The spectre of the far right in the ascendency is spooking bond markets. The fiscal outlook for France, and the Eurozone, will remain a concern, even if Rassemblement National cannot garner an absolute majority, due to demographics, climate change and higher military spending requirements. Paul Johnson, Director of the Institute for Fiscal Studies (IFS) in the UK, was brutal in his assessment of both the Labour Party’s and the Conservatives’ fiscal plans: there is a “conspiracy of silence” on the stark choices facing the next government in terms of tax and spend.
However, the biggest implications for bond markets remain on the other side of the Atlantic. President Biden’s performance during the first Presidential debate last Thursday has led to growing calls for him to step down as the Democratic Party candidate.
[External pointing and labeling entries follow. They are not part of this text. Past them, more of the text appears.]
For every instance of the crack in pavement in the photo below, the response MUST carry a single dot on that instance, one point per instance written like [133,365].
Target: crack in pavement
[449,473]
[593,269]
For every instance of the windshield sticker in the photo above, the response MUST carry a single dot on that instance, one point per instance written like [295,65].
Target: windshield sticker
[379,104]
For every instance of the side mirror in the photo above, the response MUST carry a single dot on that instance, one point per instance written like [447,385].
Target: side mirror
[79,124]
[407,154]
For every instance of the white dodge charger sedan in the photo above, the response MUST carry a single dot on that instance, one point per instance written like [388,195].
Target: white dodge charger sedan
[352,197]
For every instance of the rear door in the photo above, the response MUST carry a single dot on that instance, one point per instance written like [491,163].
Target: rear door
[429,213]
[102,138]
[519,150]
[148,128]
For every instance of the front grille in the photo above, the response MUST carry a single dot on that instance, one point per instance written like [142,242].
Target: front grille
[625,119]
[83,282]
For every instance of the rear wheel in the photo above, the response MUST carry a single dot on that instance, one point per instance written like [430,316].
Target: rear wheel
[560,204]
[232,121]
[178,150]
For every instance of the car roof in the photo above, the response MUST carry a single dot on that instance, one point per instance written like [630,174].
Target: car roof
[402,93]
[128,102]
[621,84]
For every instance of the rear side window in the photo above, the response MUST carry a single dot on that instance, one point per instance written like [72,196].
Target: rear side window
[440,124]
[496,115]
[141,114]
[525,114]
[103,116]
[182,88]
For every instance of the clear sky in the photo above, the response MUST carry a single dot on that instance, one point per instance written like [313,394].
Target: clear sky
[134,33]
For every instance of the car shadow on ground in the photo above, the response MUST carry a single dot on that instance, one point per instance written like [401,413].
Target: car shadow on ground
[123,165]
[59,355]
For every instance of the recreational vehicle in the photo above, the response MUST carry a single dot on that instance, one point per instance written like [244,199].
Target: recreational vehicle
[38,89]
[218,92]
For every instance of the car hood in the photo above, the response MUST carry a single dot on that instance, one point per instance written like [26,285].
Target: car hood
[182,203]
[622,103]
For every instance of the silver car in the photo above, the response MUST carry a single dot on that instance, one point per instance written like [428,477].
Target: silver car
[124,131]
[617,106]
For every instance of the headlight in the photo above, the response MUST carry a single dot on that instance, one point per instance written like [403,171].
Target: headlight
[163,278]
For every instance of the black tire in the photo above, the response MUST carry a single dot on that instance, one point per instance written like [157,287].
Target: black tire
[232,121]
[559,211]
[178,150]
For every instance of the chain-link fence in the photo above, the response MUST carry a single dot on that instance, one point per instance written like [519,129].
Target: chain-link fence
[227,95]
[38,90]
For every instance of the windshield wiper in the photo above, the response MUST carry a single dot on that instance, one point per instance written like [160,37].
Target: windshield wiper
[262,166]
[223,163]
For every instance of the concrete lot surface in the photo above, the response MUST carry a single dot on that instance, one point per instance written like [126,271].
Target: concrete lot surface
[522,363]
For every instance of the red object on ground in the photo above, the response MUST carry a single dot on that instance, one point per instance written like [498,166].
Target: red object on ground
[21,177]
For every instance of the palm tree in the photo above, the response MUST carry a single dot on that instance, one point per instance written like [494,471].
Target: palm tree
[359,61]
The odds of second Trump term have jumped following the debate, and the chances of a Republican sweep have also risen.
Fully extending the TCJA tax cuts could add $4.6tr to the deficit between 2025-34. Trump’s proposals also include a 10% across-the-board tariff on all trading partners as well as a 60% tariff on goods from China. A partial substitution of tariffs for income tax revenues appears inevitable under a Trump presidency. Policies that threaten to slow the pace of the clean energy transition, or reduce immigration drastically, could also hit the supply-side of the economy, damaging the fiscal outlook further.
Trump may not be able to follow through on some of the more extreme policy proposals being touted. But it is becoming increasingly difficult to envisage a scenario where deficits are brought back down towards more ‘normal’ levels. With term premia still hovering around zero, it is not at all clear that markets have priced in the repercussions for bonds. The risk ahead is that investors balk at funding exorbitant deficits. The slide in the yen past 161 against the dollar is putting additional pressure on the long end of the curve.